Читать книгу Der Höllenhund - Фредерик Марриет - Страница 4
2. Kapitel
ОглавлениеSmallbones erschien bald wieder und meldete Herrn Vanslyperken, daß das Frühstück bereit sei, worauf der Leutnant nach der Kajüte hinunterging. Eine Minute nach seinem Verschwinden kam ein anderer Mann herauf, um den am Steuerrade abzulösen, welcher, sobald er die Speichen abgegeben hatte, sich nach der erprobtesten Weise zu wärmen begann, indem er die Arme um seinen Leib schlug.
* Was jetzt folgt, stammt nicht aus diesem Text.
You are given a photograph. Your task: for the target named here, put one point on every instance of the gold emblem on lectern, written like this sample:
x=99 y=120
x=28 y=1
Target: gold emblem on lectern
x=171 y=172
„Der Leutnant ist diesen Morgen wieder nicht in der besten Laune“, sagte Obadiah nach einer Weile. „Ich habe ihn von dem Weibsbild in dem Lusthaus murmeln hören“, versetzte Jansen, ein holländischer Matrose von riesigem Umfange.
„Ja, der Name der Frau Vandersloosch führt sicher einen Sturm herbei. Ich will zu meinem Frühstück hinuntergehen. Drehe Nordost, Jansen, und halte scharfen Lugaus nach den Booten.“
„Gott verdamm — wie kann ich das Schiff steuern und zu gleicher Zeit nach den Booten sehen?“
„Das geht mich nichts an. Die Ordre lautet so, ich übergebe sie dir, wie ich sie erhalten habe. Du mußt eben sehen, wie du über die Unmöglichkeit wegkommst.“
Mit diesen Worten begab sich Obadiah Coble nach dem Raume hinunter.
Wir müssen ihm folgen und den Leser in die Kajüte des Leutnants Vanslyperken einführen, obschon diese nicht sehr prunkhaft mit Möbelwerk ausgestattet ist. Ein einziger kleiner Tisch, ein einziger Stuhl, eine Matratze in einem Standbette mit Vorhängen von Segeltuch, ein offener Wandschrank mit drei Tellern, einer Kaffeetasse, zwei Trinkgläsern und zwei Messern — mehr war nicht erforderlich, da Herr Vanslyperken nie Gesellschaft zu sich bat. Es war auch noch ein anderer Wandschrank vorhanden, der jedoch sorgfältig verschlossen gehalten wurde. Vor dem Leutnant stand ein weißes Waschbecken, ungefähr zur Hälfte mit heißem Burgoo — einer sehr gesunden Komposition aus gekochtem Hafermehl und Wasser — angefüllt. Dies war die Ration, welche die Schiffsküche für Herrn Vanslyperken und seinen Bedienten Smallbones lieferte. Der Leutnant rührte das Gemisch emsig durcheinander. Snarleyyow saß daneben und wartete auf seinen Anteil, während Smallbones in der Nähe stand und der Befehle harrte.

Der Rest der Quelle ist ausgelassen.